Wpis nie dla ludzi z lękiem wysokości! Obok wejścia na Trolltungę jest to drugi żelazny punkt wyjazdu. Kiedy u nas w Polsce pada od dobrych kilku dni, tutaj zapowiadają bezchmurny tydzień i wygląda na to, że trekking będzie wyśmienity. Plan na pierwszy dzień to dopłynięcie promem do Tau i stamtąd dojechanie do oddalonego o 20 kilometrów parkingu, skąd wszystkie piesze wycieczki startują na popularną półkę skalną – Preikestolen.
Spis treści:
Norwegię zwiedzamy w 6 osób. Trzy pary do stopowania. Spod lotniska szybko łapiemy pierwszego w kierunku samego promu i to od razu w 4 osoby. Na stacji promowej czekamy chwilę na przypłynięcie kolosa i po kilku chwilach jesteśmy już w Tau. A po kolejnych kilkudziesięciu minutach docieramy pod miejsce startu trekkingu, gdzie zabiera nas jakiś wysoko postawiony pracownik przemysłu naftowego. Jedzie specjalnie dla nas kilka kilometrów, wcale dla siebie nie po drodze – co też często ma miejsce w Norwegii. O ile gdzieś się nie utknie i jest względny ruch samochodowy, stopuje się całkiem przyzwoicie.

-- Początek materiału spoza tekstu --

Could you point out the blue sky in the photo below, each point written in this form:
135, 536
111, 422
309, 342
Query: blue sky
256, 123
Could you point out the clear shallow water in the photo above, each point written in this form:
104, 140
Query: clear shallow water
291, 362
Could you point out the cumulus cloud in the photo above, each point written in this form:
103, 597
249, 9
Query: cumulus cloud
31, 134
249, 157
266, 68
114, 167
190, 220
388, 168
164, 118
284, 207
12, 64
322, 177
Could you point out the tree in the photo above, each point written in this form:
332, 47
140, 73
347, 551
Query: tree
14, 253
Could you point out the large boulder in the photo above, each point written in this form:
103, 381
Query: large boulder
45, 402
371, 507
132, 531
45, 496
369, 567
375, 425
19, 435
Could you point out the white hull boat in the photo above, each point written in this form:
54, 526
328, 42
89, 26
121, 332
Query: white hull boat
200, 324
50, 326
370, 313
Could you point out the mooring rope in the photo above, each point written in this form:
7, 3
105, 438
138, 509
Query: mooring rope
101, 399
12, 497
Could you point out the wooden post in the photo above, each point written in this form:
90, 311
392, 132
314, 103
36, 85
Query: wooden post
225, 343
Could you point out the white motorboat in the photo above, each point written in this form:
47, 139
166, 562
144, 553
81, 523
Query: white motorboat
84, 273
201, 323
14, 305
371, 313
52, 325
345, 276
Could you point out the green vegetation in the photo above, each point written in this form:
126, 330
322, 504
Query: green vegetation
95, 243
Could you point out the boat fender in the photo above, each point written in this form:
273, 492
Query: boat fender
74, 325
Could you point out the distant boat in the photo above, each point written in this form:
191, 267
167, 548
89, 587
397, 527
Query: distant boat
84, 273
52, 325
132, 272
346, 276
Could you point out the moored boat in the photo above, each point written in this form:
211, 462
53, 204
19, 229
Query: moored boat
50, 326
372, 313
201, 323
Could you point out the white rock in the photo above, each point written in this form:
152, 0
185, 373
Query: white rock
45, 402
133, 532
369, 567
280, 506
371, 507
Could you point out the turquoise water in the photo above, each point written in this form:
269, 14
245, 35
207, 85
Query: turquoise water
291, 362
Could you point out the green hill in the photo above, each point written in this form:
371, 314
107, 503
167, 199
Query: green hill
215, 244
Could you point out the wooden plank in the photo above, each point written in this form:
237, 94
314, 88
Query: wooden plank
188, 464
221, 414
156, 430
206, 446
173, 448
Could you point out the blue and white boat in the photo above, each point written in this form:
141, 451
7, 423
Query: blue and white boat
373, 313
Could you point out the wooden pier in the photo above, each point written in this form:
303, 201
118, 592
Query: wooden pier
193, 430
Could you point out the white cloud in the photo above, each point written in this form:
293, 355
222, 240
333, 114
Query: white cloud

Preikestolen – piesza wycieczka
Idzie się całkiem przyjemnie. Czasem trzeba podeprzeć się ręką, uważać na podmokły teren, ale z reguły bez większych problemów. Każda średnio wysportowana osoba powinna dać radę. Plecaki ciążą. 17 kilogramów na plecach skutecznie utrudnia wędrówkę w górę. Zabraliśmy ze sobą wszelkie zapasy jedzenia. Chcąc jakoś w miarę tanio podróżować po Norwegii nie da się jednak inaczej. Ceny dla nas są tutaj wręcz kosmiczne, a cena chleba to 30% ceny biletu lotniczego w jedną stronę.
Jest już dość późna godzina i mało kto wybiera się o tej porze na górę. Wszyscy wyruszają tam z rana, to też cały ten tłum już dawno zszedł na parking. Mało kto planuje raczej spanie na górze z namiotem, dzięki czemu we względnym spokoju możemy podziwiać kolejne widoki jakie odsłaniają przed nami norweskie fiordy.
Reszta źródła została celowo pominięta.